I also lift weights and work with a personal trainer. I walk a minimum of 60 minutes per day and when winter arrives I’ll be x-country skiing a few days a week.

Where did you hear about bone hardening calcium?


YesI am with you......i cannot be convinced that these array of drugs can be good since there are so many side effects ! It seems once one commits its forever and if you opt out there is a risk of fractures retcetera !!!


What is bone hardening calcium?


Check with "Dr. Google" about bone hardening calcium...Isn't all calcium supposed to
strengthen bones? The amt should make the difference.


The calcium phospate I'm familiar with is hydroxyapatite. After I read that it has been found in calcified cadaver cardiac valves (human), I quit taking it. What else have you heard? I'm content with calcium citrate. And the endocrinologist I see says to take it before going to bed because we lose calcium overnight. He encourages less than 400mg because we probably don't absorb more than that. I only take 250mg at a time for fear of athersclerosis.

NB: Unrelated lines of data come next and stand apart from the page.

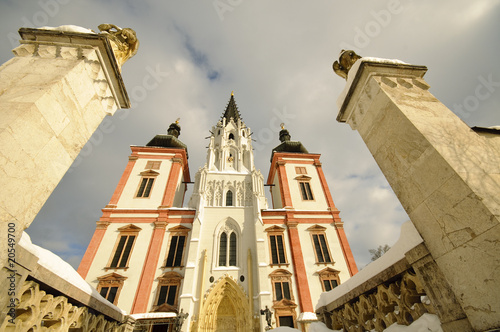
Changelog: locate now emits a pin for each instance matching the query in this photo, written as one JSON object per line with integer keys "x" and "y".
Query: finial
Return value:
{"x": 346, "y": 61}
{"x": 124, "y": 41}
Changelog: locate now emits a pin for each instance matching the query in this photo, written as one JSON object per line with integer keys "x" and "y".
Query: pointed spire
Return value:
{"x": 171, "y": 140}
{"x": 288, "y": 145}
{"x": 231, "y": 110}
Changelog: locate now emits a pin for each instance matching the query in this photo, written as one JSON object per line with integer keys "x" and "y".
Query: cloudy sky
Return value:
{"x": 276, "y": 56}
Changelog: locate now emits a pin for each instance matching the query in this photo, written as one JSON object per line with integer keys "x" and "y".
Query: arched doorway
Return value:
{"x": 226, "y": 308}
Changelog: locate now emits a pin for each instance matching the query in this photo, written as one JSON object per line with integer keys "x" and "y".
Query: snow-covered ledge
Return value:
{"x": 385, "y": 292}
{"x": 408, "y": 239}
{"x": 54, "y": 272}
{"x": 357, "y": 74}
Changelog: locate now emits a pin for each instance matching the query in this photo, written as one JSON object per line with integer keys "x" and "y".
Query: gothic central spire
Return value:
{"x": 231, "y": 110}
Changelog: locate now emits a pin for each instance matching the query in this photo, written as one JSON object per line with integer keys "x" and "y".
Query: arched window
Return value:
{"x": 232, "y": 249}
{"x": 228, "y": 249}
{"x": 229, "y": 198}
{"x": 223, "y": 250}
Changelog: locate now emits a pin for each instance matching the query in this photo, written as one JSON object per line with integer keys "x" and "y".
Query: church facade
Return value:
{"x": 227, "y": 261}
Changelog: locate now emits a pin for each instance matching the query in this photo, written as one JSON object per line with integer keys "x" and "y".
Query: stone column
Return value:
{"x": 53, "y": 95}
{"x": 446, "y": 176}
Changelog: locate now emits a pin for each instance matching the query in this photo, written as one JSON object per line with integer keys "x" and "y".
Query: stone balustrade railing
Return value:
{"x": 401, "y": 300}
{"x": 398, "y": 288}
{"x": 39, "y": 311}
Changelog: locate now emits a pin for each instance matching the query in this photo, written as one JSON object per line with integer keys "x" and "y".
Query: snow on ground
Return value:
{"x": 286, "y": 329}
{"x": 408, "y": 239}
{"x": 426, "y": 323}
{"x": 59, "y": 267}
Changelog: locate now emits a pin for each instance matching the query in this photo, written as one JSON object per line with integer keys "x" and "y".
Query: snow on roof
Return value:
{"x": 59, "y": 267}
{"x": 427, "y": 323}
{"x": 408, "y": 239}
{"x": 286, "y": 329}
{"x": 308, "y": 316}
{"x": 153, "y": 315}
{"x": 354, "y": 69}
{"x": 69, "y": 28}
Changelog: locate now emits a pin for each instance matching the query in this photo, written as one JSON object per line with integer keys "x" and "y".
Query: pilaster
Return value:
{"x": 143, "y": 293}
{"x": 55, "y": 92}
{"x": 443, "y": 173}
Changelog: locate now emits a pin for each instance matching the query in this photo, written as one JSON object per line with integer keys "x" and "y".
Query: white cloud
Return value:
{"x": 274, "y": 55}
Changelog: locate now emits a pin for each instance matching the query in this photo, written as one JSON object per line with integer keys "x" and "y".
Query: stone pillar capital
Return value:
{"x": 357, "y": 94}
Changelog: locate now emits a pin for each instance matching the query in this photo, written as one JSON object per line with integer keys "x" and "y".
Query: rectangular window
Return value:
{"x": 109, "y": 293}
{"x": 277, "y": 249}
{"x": 322, "y": 253}
{"x": 175, "y": 251}
{"x": 145, "y": 187}
{"x": 232, "y": 249}
{"x": 153, "y": 164}
{"x": 282, "y": 290}
{"x": 286, "y": 321}
{"x": 300, "y": 170}
{"x": 223, "y": 250}
{"x": 123, "y": 249}
{"x": 330, "y": 284}
{"x": 305, "y": 190}
{"x": 167, "y": 295}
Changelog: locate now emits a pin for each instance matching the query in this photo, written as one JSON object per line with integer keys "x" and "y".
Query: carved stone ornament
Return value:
{"x": 124, "y": 41}
{"x": 346, "y": 61}
{"x": 39, "y": 311}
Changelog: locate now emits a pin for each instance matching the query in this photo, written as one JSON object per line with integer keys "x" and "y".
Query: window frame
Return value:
{"x": 281, "y": 276}
{"x": 328, "y": 274}
{"x": 153, "y": 164}
{"x": 109, "y": 281}
{"x": 300, "y": 170}
{"x": 283, "y": 307}
{"x": 168, "y": 279}
{"x": 277, "y": 231}
{"x": 229, "y": 191}
{"x": 176, "y": 231}
{"x": 305, "y": 190}
{"x": 232, "y": 251}
{"x": 126, "y": 231}
{"x": 148, "y": 175}
{"x": 319, "y": 231}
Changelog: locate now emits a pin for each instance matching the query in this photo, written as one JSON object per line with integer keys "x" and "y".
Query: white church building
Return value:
{"x": 225, "y": 258}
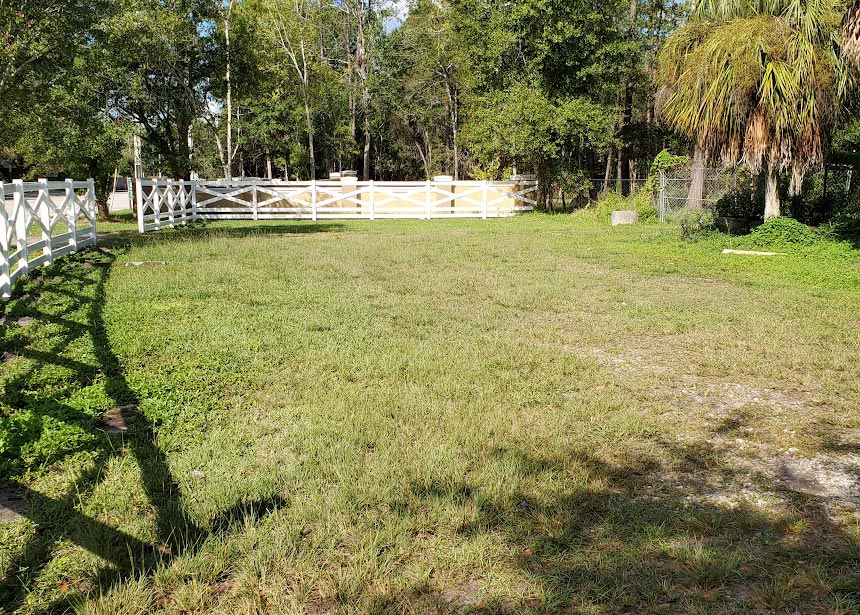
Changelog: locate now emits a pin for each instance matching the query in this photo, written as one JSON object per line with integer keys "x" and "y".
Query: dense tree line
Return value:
{"x": 568, "y": 90}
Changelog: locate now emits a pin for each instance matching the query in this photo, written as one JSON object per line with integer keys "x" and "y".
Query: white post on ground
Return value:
{"x": 91, "y": 207}
{"x": 73, "y": 213}
{"x": 484, "y": 200}
{"x": 156, "y": 204}
{"x": 21, "y": 214}
{"x": 195, "y": 214}
{"x": 138, "y": 187}
{"x": 44, "y": 212}
{"x": 429, "y": 199}
{"x": 171, "y": 202}
{"x": 314, "y": 199}
{"x": 5, "y": 233}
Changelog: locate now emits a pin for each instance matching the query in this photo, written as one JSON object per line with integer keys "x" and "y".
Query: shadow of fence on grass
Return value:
{"x": 78, "y": 283}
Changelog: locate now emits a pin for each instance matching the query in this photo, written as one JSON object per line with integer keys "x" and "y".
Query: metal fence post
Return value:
{"x": 662, "y": 198}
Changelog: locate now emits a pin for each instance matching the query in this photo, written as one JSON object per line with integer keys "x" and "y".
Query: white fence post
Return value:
{"x": 5, "y": 248}
{"x": 71, "y": 203}
{"x": 484, "y": 200}
{"x": 138, "y": 186}
{"x": 171, "y": 202}
{"x": 194, "y": 213}
{"x": 429, "y": 199}
{"x": 314, "y": 199}
{"x": 91, "y": 206}
{"x": 21, "y": 210}
{"x": 44, "y": 213}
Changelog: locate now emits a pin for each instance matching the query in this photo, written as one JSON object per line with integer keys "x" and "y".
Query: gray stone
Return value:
{"x": 12, "y": 506}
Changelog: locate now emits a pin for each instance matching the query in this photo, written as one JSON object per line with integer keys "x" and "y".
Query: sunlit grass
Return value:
{"x": 534, "y": 415}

The problem with taking too much calcium at once is that when blood levels spike, the calcium may be deposited in your arteries and not your bones. Some medications and supplements such as K2 and D3, help direct calcium to your bones where it can be used to make new bone. Most just preserve old bone cells that would otherwise be broken down and reabsorbed. However, the calcium that is released through bone breakdown is especially prone to migrating into walls of the arteries, causing "hardening of the arteries." I don't quite understand your post because hardening of the bones is what we want. It might not be a good idea to take a lot of calcium if you cannot have some confidence that some of it will be deposited in your bones. Of course, it is also used by the brain and other tissues in the body as well as the teeth. Even if you don't want to take medication, a doctor might be able to explain the process more clearly that I can so you can make a fully informed decision.


Thanks, imay. I didn't realized that "calcium released through bone breakdown is especially prone to migrating into walls of arteries." That's a significant reason to take calcium before a Forteo injection.
About the hardening of bones--it has been speculated that increased bmd in cortical bone is undesireable because some porosity is needed for flexiblilty with impact. So some of the drugs that tout greater increase in bmd, acutally increase fragility. Calcium hydroxyapatite is considered (by some) to form a tighter bone matrix, thereby "hardening" the bone.
I only use calcium citrate. I am not an expert and can verify nothing.